I’m writing this on Friday morning–as I sit by the window in my room in the Pfarrhaus (parsonage) in Lützschena, a village just outside the central city of Leipzig. Birds are singing and the sun is shining on the garden. The bells in the old Castle Church just chimed the hour. It’s a beautiful morning, and this has been a beautiful trip so far. Our hosts have been so gracious–meeting us at the train station and taking us into their homes. (I’m staying with Helge and Anke Voigt, who lived in Minneapolis last year as part of the Leipzig Connection’s pastoral exchange program.) On our very first day here, we were welcomed to a worship service in the historic Nikolai Church (specifically designed to celebrate the Leipzig connection) and invited to share a festive meal (for about 100 people!) in a restaurant right across the street. Then yesterday, on Thursday, we were treated to a spectacular day in Wittenberg, our hosts shepherding us through train stations and from place to place as we shared Bible study and a meal with our Presiding Bishop Elizabeth Eaton and a lively, informative tour of the city of Luther.
Today, on this beautiful morning, my first thought is this: to express gratitude for the remarkable hospitality we have experienced thus far. Our hosts have so much to do in this year of the 500th anniversary of the reformation. And they are treating us like honored guests. It is heartwarming and humbling to receive such gracious hospitality.
A second thought has to do with remembering. We are here in this 500th anniversary year to remember the events of the reformation in Germany. Such remembering was unavoidable as we walked the streets of Wittenberg yesterday. However, one of the things that strikes me about our German hosts is how careful and keen they are to remember well. And that means earnestly seeking to remember not just what is glorious and great in their history, but also that which is painful and difficult to bear. At our opening meeting together, Pastor Voigt passed out information on the Stolpersteine, or “stumbling stones” that one finds around the city–small brass plates embedded in the cobblestone streets with names and birth and death dates of victims of Nazi extermination or persecution. 
You’re walking along a charming cobblestone alley, and then you trip over one of these stumbling stones and you are invited–maybe even forced–to remember one of the most painful, wrenching moments in history. The other evening our hosts took a few of us by a public area in which Jews in Leipzig were held for days before being taken to concentration camps. A monument has been placed there. It’s a boulder-like bronze etched with the words, “Wo ist dein Bruder?” “Where is your brother,” Genesis 4:9. The words of God to Cain after he had killed his brother Abel.
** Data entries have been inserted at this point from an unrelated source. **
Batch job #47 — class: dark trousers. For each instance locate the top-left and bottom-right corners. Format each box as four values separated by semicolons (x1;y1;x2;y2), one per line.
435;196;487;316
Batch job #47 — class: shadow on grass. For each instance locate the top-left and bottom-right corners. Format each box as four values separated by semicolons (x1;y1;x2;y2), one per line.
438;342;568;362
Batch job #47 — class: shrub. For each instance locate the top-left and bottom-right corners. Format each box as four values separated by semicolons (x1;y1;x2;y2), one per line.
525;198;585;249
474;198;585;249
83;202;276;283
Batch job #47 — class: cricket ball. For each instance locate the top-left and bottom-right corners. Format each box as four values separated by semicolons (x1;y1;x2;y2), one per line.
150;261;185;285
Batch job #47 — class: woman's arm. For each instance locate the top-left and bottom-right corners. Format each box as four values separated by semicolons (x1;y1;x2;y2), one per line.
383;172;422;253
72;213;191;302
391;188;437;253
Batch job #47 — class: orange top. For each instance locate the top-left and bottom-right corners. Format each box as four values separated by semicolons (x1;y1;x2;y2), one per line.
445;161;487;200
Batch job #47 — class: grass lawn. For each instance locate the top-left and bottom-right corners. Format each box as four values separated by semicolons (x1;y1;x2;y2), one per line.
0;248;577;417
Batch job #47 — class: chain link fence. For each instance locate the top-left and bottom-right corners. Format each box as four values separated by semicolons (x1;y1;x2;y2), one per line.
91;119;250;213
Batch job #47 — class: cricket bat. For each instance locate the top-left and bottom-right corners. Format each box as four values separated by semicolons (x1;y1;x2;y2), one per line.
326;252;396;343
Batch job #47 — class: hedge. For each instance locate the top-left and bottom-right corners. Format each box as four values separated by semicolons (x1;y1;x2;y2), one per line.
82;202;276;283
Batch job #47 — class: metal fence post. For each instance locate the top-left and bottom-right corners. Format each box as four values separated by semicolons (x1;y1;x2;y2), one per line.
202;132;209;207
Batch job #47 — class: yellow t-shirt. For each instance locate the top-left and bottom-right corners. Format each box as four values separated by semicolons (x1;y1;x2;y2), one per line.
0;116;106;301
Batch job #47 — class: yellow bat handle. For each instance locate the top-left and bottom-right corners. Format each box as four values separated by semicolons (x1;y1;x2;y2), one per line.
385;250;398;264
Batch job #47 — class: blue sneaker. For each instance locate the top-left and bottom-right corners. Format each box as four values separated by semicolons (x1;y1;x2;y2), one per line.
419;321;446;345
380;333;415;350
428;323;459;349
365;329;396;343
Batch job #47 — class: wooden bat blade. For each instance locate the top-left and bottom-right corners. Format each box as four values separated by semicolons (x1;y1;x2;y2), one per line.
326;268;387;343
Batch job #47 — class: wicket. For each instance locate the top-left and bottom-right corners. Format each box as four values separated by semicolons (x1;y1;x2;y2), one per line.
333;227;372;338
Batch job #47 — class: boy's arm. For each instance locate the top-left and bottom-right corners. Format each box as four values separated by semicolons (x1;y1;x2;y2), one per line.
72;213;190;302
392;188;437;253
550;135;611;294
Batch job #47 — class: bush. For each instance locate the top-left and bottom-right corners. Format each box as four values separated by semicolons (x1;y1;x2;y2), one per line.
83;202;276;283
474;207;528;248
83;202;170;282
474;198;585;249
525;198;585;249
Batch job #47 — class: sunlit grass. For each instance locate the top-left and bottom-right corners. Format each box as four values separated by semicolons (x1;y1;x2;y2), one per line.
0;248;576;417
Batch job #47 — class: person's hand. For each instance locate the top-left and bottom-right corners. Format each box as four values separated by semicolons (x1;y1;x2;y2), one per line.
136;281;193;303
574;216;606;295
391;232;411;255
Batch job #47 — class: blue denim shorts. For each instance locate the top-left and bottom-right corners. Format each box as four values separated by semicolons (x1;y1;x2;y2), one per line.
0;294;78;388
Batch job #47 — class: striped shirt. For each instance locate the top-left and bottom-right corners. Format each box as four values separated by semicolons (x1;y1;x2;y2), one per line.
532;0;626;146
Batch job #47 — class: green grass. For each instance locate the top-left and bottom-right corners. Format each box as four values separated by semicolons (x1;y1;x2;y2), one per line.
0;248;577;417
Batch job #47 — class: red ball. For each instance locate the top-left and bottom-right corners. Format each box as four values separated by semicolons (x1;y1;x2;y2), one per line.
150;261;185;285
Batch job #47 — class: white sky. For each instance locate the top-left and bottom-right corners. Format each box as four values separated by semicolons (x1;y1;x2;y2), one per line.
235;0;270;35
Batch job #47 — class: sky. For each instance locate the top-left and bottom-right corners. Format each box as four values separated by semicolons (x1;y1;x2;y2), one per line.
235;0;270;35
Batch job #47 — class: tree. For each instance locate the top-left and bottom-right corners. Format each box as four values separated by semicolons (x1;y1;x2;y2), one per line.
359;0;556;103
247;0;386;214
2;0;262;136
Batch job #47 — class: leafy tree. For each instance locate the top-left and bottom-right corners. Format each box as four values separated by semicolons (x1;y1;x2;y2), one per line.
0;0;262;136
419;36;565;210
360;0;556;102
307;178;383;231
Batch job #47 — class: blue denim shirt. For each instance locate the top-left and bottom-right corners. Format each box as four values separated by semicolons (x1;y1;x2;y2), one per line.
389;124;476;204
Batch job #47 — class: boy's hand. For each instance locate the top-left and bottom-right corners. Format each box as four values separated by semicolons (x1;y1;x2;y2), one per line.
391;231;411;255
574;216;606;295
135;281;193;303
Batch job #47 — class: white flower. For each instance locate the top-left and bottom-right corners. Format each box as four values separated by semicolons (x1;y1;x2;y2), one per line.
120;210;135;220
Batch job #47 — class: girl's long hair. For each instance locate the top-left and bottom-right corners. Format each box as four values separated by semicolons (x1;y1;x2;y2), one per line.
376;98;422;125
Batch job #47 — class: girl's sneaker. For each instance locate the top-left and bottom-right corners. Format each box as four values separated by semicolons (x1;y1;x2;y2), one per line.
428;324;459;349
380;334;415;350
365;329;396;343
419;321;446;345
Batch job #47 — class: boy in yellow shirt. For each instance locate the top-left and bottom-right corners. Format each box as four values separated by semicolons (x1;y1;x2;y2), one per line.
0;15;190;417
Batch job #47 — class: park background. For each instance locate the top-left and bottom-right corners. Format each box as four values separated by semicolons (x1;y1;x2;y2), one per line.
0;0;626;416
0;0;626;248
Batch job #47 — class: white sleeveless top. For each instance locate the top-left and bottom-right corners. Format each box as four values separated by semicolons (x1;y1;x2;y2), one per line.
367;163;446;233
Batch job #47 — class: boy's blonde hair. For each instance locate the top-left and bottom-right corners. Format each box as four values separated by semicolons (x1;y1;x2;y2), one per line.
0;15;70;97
This kind of remembering is so, so hard. And yet it is so necessary. If we have any hope of living honestly, if we want to live with any hope for healing and justice we must learn to remember well. We have much to learn from these German friends. It seems to me that we in the USA have a harder time remembering well. We like our history full of glories and accomplishments. We have a much harder time with ambiguity–and with the sin, evil, and injustice that are so clearly part of our American story, too. 
I’m so grateful to be here, meeting these dear sisters and brothers in Christ. We have important things to learn.